A Buddhist temple in Scarborough was in flames again in what is suspected to be the second case of arson at the site in just seven months. Just before 2 a.m. on Nov. 27 police and fire services responded to a call of a blaze at the Maha Vihara Buddhist Meditation Centre on Kingston Road.
Monks living beside the temple were unaware of the fire until the fire department had already arrived. A TTC driver reported the fire while on the job.
“Fortunately, a TTC driver had seen. He had passed by in a bus.
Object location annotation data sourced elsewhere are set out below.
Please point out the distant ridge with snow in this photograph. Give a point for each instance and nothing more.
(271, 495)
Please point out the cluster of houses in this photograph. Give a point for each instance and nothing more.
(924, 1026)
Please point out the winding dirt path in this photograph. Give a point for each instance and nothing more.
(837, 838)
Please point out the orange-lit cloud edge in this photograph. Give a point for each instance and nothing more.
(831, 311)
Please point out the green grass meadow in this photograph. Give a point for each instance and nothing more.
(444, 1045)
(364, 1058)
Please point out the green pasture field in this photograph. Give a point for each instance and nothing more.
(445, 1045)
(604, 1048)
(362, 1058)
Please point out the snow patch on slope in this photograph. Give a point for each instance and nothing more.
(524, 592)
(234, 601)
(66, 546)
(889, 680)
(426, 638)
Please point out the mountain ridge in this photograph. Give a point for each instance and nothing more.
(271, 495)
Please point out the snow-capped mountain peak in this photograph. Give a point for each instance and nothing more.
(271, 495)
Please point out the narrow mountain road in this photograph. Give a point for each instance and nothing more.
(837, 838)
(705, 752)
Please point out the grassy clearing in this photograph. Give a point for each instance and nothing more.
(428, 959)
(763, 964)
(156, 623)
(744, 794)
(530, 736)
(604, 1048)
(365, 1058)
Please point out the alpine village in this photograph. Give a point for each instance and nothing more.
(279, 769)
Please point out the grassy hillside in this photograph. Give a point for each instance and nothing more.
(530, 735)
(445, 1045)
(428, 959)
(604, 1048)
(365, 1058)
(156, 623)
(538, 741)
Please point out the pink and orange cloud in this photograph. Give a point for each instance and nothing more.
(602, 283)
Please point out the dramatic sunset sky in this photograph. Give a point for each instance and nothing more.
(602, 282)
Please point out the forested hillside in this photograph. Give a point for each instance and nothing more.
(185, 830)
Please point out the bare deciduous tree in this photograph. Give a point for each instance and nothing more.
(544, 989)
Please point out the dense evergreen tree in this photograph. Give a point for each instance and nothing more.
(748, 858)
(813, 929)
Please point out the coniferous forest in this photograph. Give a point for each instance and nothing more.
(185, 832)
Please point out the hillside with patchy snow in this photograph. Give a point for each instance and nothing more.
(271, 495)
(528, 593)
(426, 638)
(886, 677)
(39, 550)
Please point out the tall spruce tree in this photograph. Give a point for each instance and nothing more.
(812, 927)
So when he saw this he immediately called the police,” said Ahangama Rathanasiri, a Buddhist monk at the temple.
According to reports, multiple bottles of flammable liquid were discovered on the porch where extensive damage occurred to the outside of the building.
“As a result of further investigation police have determined, along with fire services, that it was arson and the investigation is on going,” said Constable Wendy Drummond.
On May 16 a similar fire erupted at another entrance of the building where bottles of flammable liquid were also found.
“We have come here to live in peace. Now we don’t have peace. We live in fear,” Rathanasiri said.
Police have still not been able to apprehend those responsible.
“We enlisted the services of our police dogs and they did attend and were able to track a bit of a trail but unfortunately the trail ended and it didn’t result in any arrests,” Drummond said. “We’re working with the community in regards to continuing to follow up any leads or tips that come in but at this point we do not have any suspects.”
The attacks on the predominately Sinhalese temple have occurred at a time when civil war is happening in Sri Lanka between the Sinhalese and Tamils. This latest attack occurred on the same day as the Tamils’ “Martyr’s Day” which commemorates Tamil fighters who have died in the conflict.
“I think the reason is, personally they don’t have problems with us, with the monks here, the purpose is to hurt Sinhalese Buddhists,” Rathanasiri said.
Even before the latest attack the monks had been hoping to increase security.
“Within two weeks we are going to install the cameras. After that I don’t know exactly what date we can start the fence work. First we have to collect money,” Rathanasiri said.
The temple was hoping for funding from the government to build the fence but so far none has come.
“Our Consulate General had told us that the government had implemented a pilot project to use some money for the security purposes of charitable organizations,” Rathanasiri said. “We submitted all the documents to the government. So far we didn’t get any money. We were waiting for that money. Now I think we cannot wait that much time, we have to collect some money from the congregation and build that fence.”
According to Drummond, since the last incident, police have increased in patrolling the area.
The temple property was once a favoured speed trap spot of 43 division police until some members complained.
“Some people come here to practice mediation. When they see the police cars their mind’s disturbed,” Rathanasiri said. “So we politely informed the police. Then they listened to us. They sent us a letter, nicely, in a polite way that they would stop.”
In 1997, the Lido motel down the road from the Buddhist temple, was the site of a neo-Nazi demonstration against resident refugees.